Le projet de loi sur les déchets à Genève est l’exemple même de ce qui ne doit pas être fait. Cela vient perturber un éco-système en développement (cf. collecte 2020-2025). Une base légale globale avec un cadre général permet ainsi aux entreprises de travailler librement, de façon sereine et proactive et de trouver les meilleures solutions adaptées au marché.
Les investissements dans les entreprises se font sur un temps long, mais aujourd’hui les différents changements de cap réguliers de la politique rendent la gestion d’un groupe industriel de plus en plus compliquée, privant ainsi les dirigeants de la vision long terme nécessaire au bon pilotage d’une société.
Pour l’instant, les échanges entre industriels et politiques manquent cruellement. Pour Guillaume Darbon-Guillin, l’industrie a beaucoup à apporter à la politique dans ces périodes où des décisions majeures sont prises façonnant l’avenir de notre filière.
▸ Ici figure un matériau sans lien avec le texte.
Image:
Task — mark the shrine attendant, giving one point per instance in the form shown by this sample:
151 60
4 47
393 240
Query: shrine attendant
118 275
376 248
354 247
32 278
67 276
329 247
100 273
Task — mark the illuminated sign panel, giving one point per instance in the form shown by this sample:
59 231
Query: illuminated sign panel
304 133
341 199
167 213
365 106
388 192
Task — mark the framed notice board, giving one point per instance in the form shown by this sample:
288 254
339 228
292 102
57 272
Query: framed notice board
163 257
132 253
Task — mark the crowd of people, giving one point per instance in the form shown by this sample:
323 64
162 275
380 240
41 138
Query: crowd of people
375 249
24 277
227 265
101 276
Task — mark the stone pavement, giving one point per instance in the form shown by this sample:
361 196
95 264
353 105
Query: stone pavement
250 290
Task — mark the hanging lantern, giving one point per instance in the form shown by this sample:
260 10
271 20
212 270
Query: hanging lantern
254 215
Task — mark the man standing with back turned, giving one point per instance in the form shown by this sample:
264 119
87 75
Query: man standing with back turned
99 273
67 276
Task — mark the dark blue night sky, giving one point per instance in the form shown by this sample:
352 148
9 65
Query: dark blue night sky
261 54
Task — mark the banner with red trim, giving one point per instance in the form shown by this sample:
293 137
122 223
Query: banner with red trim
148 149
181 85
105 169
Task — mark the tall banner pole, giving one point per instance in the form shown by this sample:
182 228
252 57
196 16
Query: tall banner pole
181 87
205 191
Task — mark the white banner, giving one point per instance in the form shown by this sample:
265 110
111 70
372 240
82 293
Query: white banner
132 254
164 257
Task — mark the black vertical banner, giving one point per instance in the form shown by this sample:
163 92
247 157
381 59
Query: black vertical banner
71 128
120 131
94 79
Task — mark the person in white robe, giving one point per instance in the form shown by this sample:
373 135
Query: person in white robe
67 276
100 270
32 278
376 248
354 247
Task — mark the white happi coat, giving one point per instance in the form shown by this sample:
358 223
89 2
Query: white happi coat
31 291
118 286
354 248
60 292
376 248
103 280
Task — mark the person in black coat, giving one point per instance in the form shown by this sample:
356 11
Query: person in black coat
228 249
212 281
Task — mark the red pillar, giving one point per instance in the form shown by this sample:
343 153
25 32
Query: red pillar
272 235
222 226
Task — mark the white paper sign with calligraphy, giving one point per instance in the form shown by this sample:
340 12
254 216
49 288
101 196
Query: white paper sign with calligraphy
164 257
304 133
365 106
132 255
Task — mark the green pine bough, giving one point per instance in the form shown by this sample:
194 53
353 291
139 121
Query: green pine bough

La solution de demain doit être co-conçue, prenant en compte de l’expérience de chacun.
Le contenu du PPWR
Le PPWR traite un emballage alimentaire primaire de la même manière qu’un emballage secondaire (carton de transport) ou tertiaire (palette, film étirable …), ce qui peut avoir des conséquences sur la santé publique. Par exemple: la notion d’incorporation de matière recyclée est très importante dans le PPWR.
Or, cela ne pose aucun problème dans le cas d’un emballage d’un produit électronique ou encore d’une boite de transport. A contrario, pour l’emballage en contact avec l’aliment, il est primordial de respecter des normes strictes pour éviter la contamination par la migration de substances indésirables.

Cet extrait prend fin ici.